Diante do exposto, conclui-se que a aplicação direta e acrítica dos coeficientes das Composições de Preços Unitários (CPUs) do SINAPI em orçamentos de obras de manutenção e reforma de edificações públicas não é recomendada. A metodologia de aferição do SINAPI, focada primordialmente em cenários de obras novas, não captura adequadamente a complexidade, a imprevisibilidade e as particularidades que caracterizam as intervenções em estruturas existentes.

As diferenças intrínsecas relacionadas ao diagnóstico de problemas ocultos, demolições seletivas, interferências com instalações preexistentes, restrições de acesso, menor escala de serviços e necessidade de proteção adicional impactam significativamente a produtividade da mão de obra e a eficiência dos equipamentos, tornando os coeficientes padrão do SINAPI potencialmente subestimados para essas situações.

A jurisprudência do Tribunal de Contas da União, embora não proíba o uso do SINAPI, reforça a necessidade de um planejamento orçamentário detalhado, que considere as especificidades do objeto e justifique tecnicamente quaisquer adaptações ou ajustes nos sistemas referenciais. A simples transposição dos coeficientes do SINAPI, sem uma análise crítica das condições reais da intervenção, pode levar a orçamentos inexequíveis, dificuldades na contratação e problemas na execução dos serviços.

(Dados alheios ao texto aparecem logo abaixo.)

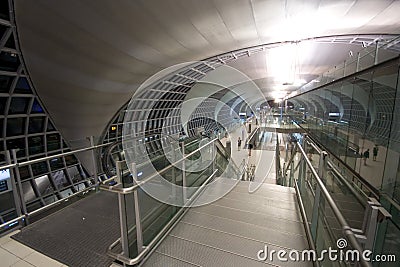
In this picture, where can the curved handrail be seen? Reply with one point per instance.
(127, 190)
(347, 230)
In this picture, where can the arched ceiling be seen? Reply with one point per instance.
(86, 58)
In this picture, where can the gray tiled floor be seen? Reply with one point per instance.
(13, 253)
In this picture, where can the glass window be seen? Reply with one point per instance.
(19, 105)
(70, 160)
(1, 129)
(24, 172)
(43, 184)
(50, 126)
(35, 145)
(39, 168)
(29, 194)
(5, 83)
(53, 142)
(59, 179)
(56, 164)
(9, 61)
(3, 103)
(4, 12)
(74, 174)
(36, 124)
(33, 206)
(36, 107)
(15, 126)
(22, 86)
(10, 42)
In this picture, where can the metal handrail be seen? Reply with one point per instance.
(118, 188)
(347, 230)
(375, 193)
(25, 163)
(28, 214)
(163, 231)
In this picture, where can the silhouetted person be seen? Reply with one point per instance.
(375, 153)
(366, 156)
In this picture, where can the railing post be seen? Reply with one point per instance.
(183, 173)
(317, 199)
(122, 214)
(374, 214)
(376, 53)
(17, 200)
(95, 174)
(139, 233)
(291, 174)
(18, 180)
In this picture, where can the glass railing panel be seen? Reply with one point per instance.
(307, 192)
(327, 233)
(388, 244)
(351, 204)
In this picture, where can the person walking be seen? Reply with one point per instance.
(375, 152)
(366, 156)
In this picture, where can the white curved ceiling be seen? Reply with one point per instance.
(86, 58)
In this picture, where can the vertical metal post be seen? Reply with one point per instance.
(122, 215)
(344, 68)
(317, 199)
(139, 233)
(18, 180)
(17, 200)
(376, 53)
(95, 174)
(183, 173)
(173, 179)
(291, 184)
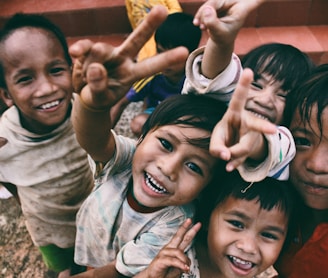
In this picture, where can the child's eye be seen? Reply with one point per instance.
(57, 70)
(282, 95)
(194, 167)
(166, 144)
(301, 142)
(269, 235)
(256, 86)
(24, 79)
(236, 224)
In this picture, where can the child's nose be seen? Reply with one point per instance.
(169, 165)
(45, 86)
(247, 244)
(317, 161)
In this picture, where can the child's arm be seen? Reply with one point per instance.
(222, 20)
(103, 74)
(240, 134)
(171, 261)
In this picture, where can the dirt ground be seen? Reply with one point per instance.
(19, 258)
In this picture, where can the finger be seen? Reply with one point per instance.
(3, 141)
(160, 62)
(259, 125)
(239, 96)
(218, 146)
(131, 46)
(78, 77)
(97, 78)
(102, 53)
(239, 155)
(189, 236)
(80, 48)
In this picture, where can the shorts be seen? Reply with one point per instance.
(59, 259)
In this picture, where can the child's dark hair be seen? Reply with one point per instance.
(178, 30)
(282, 62)
(269, 193)
(312, 92)
(19, 21)
(199, 111)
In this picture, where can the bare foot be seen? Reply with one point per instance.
(65, 274)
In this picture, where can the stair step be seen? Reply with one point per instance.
(302, 23)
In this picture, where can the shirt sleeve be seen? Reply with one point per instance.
(281, 150)
(223, 85)
(134, 96)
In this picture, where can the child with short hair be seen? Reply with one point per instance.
(236, 238)
(41, 157)
(150, 184)
(144, 191)
(307, 109)
(216, 70)
(177, 30)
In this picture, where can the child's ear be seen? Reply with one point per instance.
(6, 98)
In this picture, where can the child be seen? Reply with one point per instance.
(42, 157)
(237, 240)
(277, 69)
(144, 192)
(137, 11)
(308, 110)
(176, 30)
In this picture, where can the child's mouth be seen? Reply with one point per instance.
(49, 105)
(237, 262)
(153, 185)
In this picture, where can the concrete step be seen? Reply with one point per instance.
(302, 23)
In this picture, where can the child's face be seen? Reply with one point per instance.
(167, 170)
(243, 239)
(309, 169)
(38, 78)
(267, 99)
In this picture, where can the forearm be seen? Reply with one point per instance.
(216, 58)
(92, 130)
(107, 271)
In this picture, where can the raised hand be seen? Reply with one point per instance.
(239, 135)
(171, 260)
(102, 73)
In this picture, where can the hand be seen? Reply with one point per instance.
(102, 73)
(171, 260)
(239, 135)
(224, 18)
(3, 141)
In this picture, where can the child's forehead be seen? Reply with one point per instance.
(28, 34)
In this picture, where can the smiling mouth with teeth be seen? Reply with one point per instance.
(153, 185)
(49, 105)
(260, 116)
(244, 265)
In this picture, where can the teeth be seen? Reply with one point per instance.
(241, 263)
(153, 185)
(50, 104)
(260, 116)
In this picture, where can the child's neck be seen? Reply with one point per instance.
(205, 267)
(311, 221)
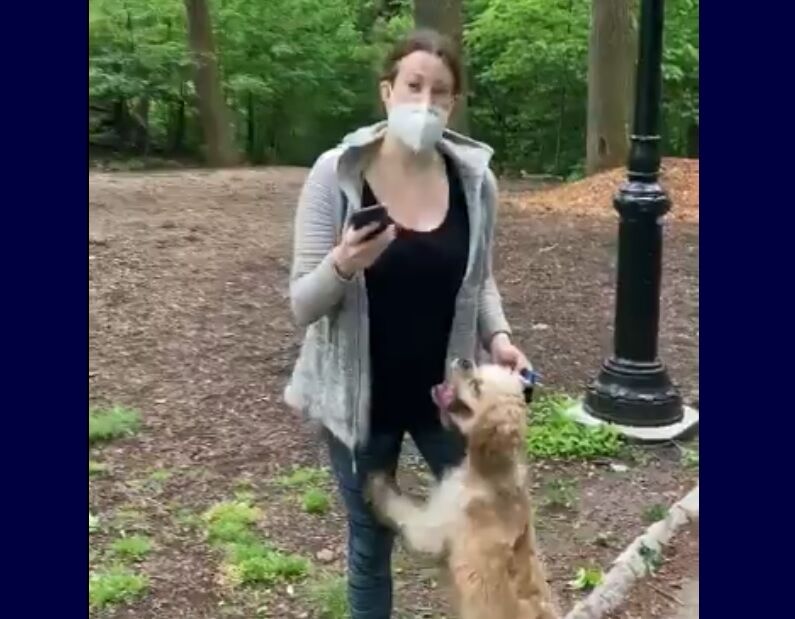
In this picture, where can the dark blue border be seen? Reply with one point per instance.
(747, 259)
(44, 306)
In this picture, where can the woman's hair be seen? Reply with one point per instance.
(424, 40)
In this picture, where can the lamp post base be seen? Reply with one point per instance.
(634, 393)
(685, 429)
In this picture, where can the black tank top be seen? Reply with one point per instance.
(411, 291)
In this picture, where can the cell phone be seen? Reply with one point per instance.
(529, 382)
(368, 215)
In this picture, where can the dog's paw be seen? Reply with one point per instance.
(379, 490)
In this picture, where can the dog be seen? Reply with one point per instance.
(478, 519)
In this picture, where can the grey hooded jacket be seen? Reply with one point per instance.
(331, 379)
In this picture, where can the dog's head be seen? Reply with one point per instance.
(486, 404)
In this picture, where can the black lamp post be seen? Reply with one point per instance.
(633, 387)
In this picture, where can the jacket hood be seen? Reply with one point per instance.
(473, 155)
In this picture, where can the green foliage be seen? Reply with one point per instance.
(303, 477)
(552, 434)
(559, 494)
(231, 521)
(299, 74)
(586, 579)
(96, 468)
(529, 59)
(132, 548)
(114, 586)
(315, 501)
(690, 457)
(230, 525)
(529, 62)
(251, 563)
(328, 597)
(93, 523)
(652, 558)
(655, 513)
(110, 424)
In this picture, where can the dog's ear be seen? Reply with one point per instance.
(496, 438)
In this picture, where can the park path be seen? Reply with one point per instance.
(689, 597)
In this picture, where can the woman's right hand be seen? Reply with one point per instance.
(355, 254)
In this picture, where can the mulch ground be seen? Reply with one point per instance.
(663, 595)
(189, 323)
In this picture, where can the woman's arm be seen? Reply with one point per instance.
(316, 287)
(491, 317)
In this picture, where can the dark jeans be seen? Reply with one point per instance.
(370, 543)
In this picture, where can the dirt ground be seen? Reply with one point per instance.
(189, 323)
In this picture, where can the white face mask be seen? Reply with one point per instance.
(417, 125)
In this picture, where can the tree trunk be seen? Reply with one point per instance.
(446, 17)
(692, 140)
(213, 112)
(141, 116)
(250, 127)
(611, 78)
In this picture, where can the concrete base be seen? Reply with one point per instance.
(686, 428)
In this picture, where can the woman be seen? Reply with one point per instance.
(384, 316)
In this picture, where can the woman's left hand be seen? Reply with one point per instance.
(505, 353)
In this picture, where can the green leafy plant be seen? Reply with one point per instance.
(655, 513)
(303, 477)
(96, 468)
(559, 494)
(315, 501)
(652, 558)
(132, 547)
(105, 425)
(252, 562)
(328, 597)
(586, 578)
(93, 523)
(231, 521)
(114, 586)
(553, 434)
(689, 458)
(248, 560)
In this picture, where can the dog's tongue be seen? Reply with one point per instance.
(442, 395)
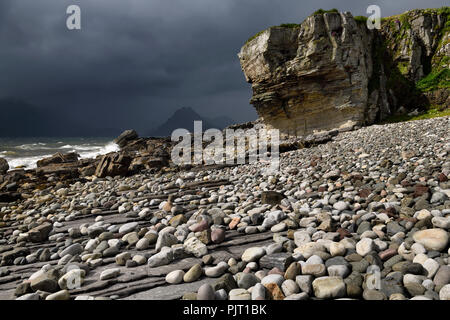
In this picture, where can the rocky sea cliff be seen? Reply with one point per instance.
(357, 209)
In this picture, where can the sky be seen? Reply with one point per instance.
(135, 62)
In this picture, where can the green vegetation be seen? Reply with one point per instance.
(403, 67)
(289, 25)
(432, 112)
(435, 80)
(255, 36)
(284, 25)
(321, 11)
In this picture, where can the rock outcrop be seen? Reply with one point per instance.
(4, 167)
(332, 72)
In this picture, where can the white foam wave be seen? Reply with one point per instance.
(30, 162)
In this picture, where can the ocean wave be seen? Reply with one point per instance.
(84, 151)
(34, 146)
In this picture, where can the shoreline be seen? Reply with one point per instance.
(378, 196)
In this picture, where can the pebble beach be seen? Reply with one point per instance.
(363, 216)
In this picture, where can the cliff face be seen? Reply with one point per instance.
(332, 72)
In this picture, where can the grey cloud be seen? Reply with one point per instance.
(135, 62)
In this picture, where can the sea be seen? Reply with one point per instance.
(25, 152)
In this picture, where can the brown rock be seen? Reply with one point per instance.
(271, 197)
(113, 164)
(274, 292)
(40, 233)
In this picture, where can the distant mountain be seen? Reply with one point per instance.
(184, 119)
(22, 119)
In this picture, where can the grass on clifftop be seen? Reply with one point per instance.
(433, 112)
(284, 25)
(321, 11)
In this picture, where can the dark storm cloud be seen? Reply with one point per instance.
(136, 61)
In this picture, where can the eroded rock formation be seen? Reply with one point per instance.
(333, 72)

Recomenda-se, portanto, que os gestores e equipes técnicas responsáveis pela elaboração de orçamentos para obras de manutenção e reforma:

1) Utilizem o SINAPI como ponto de partida referencial, mas realizando uma análise crítica e detalhada de cada serviço, considerando as condições específicas do local e da intervenção.

2) Promovam ajustes nos coeficientes de produtividade, consumo e eficiência sempre que as condições da obra de manutenção/reforma divergirem significativamente das premissas da aferição do SINAPI. Esses ajustes devem ser tecnicamente fundamentados em estudos específicos, dados históricos do órgão, literatura técnica ou outras fontes confiáveis.

3) Considerem a inclusão de custos adicionais relacionados a fatores de complexidade, como mobilização/desmobilização frequente de equipes, proteção de áreas adjacentes, gerenciamento de interferências, e custos indiretos específicos de intervenções em prédios ocupados.

4) Documentem detalhadamente todas as premissas, critérios e justificativas para os ajustes realizados no orçamento, garantindo a transparência e a rastreabilidade das decisões, em conformidade com as exigências dos órgãos de controle.

A adoção dessas práticas contribuirá para a elaboração de orçamentos mais realistas e adequados à complexidade das obras de manutenção e reforma, aumentando a probabilidade de sucesso nas licitações e na execução contratual, e assegurando a correta aplicação dos recursos públicos.